In the present study, four BPF standards were proposed to address the main needs for FLS-PC coordination in Spain: (1) Promotion of FLS-AP communication, (2) unification of FLS clinical report metrics, (3) systematic control of the adherence to treatment by the FLS, and (4) improvement of patient follow-up by PC.

The four standards we propose have previously been reported as relevant issues in osteoporosis management. The FLS coordinator, who takes care of all aspects of the process (patient identification, investigation, and therapeutic intervention), is responsible for providing adequate medical information to PC physicians. FLS experts proposed seven possible general communication channels, ranging from face-to-face meetings to telecommunication channels, such as the telephone or e-mail, in line with general literature regarding communication systems in healthcare [31]. An important secondary fracture prevention strategy relies on the FLS report to PC with treatment recommendations [7]. Our BPF recommends which items to include in this report and possible ways to deliver it to PC. Medication adherence remains a particular challenge in osteoporosis [32], with little consensus on how to identify non-adherent patients [33,34,35]. Our BPF recommends checking patient adherence to treatment in the first 3–4 months after the indication of treatment, by both telephone call and electronic receipt.

For BPF implementation in the seven FLS and their PC centres participating in the project, a training plan for PC will be designed. It will encompass basic information (osteoporosis, secondary prevention) and the BPF standards. Training sessions will be delivered by the champion of the FLS and a defined case manager of the PC centre.

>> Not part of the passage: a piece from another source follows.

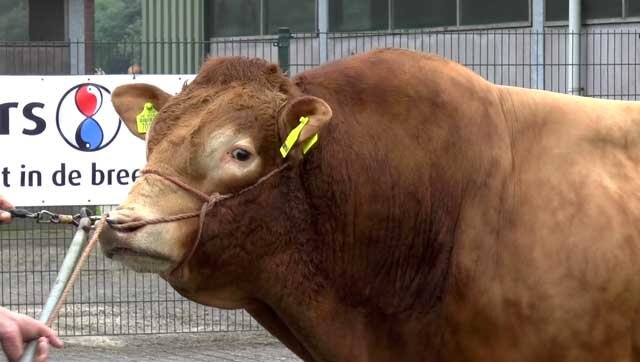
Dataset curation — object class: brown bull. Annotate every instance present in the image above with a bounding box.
[100,48,640,361]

In this regard, providing PC physicians with information on fracture risk, osteoporosis, and appropriate preventative measures in discharge reports has proven to be an important part of secondary fracture prevention [17]. Afterwards, a case report form will be designed according to the metrics established in the workshop to monitor the implementation and performance of the BPF standards. The performance indicators will be recorded quarterly by the FLS champion and nurse/case manager of each FLS and PC centre.

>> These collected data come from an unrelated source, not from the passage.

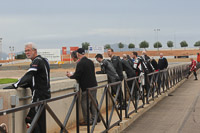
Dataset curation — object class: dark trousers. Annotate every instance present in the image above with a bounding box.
[111,84,123,103]
[26,92,48,133]
[108,78,122,102]
[187,70,197,79]
[144,73,150,103]
[81,90,97,123]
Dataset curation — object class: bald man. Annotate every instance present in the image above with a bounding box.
[158,53,168,70]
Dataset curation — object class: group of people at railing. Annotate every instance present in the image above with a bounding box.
[66,47,169,128]
[2,42,198,133]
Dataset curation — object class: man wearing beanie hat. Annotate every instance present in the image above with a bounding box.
[66,48,98,125]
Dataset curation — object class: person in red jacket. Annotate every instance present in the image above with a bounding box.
[186,58,198,80]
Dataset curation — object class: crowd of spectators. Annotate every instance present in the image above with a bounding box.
[67,48,169,125]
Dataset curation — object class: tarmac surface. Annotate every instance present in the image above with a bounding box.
[123,72,200,133]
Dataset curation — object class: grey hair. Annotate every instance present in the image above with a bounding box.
[142,50,147,55]
[25,42,37,50]
[123,54,127,58]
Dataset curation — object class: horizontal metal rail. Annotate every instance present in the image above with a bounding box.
[124,63,196,118]
[0,86,80,133]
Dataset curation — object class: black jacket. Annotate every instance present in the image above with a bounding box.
[151,59,158,70]
[158,57,168,70]
[121,59,136,78]
[111,55,124,81]
[13,55,51,99]
[96,59,120,83]
[143,55,154,73]
[70,56,97,91]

Our proposed BPF will serve as a model for the creation of new FLS and as a guide for improving existing ones. Adherence to the recommendations in our BPF may improve the management and follow-up of patients with fragility fracture. Overall, the percentage of patients suffering from a new fracture could be reduced and, therefore, the direct and indirect costs associated with the fragility fracture lowered.

Limitations of the study

The study was conducted from the perspective of Spanish healthcare professionals and the results might not be extrapolated to other countries. However, the development of standards for the coordination FLS-PC in Spain is crucial, given the increasing number of FLS created, and the results of the study provide a guide for the optimal long-term management of patients with fragility fractures. Further follow-up must be undertaken to demonstrate the efficiency of the BPF in increasing the compliance and long-term rate of therapy utilisation.

Conclusions

Local and national prevention strategies must be put in place rapidly to reverse the increasing number of fragility fractures occurring in Spain. The BPF provides a comprehensive approach for the coordination between FLS and PC in Spain, to promote the continuity of care in patients with fragility fractures and improve secondary prevention. The implementation of the BPF in clinical practice will provide feedback for ongoing improvement of BPF standards and to benchmark the best FLS in the future.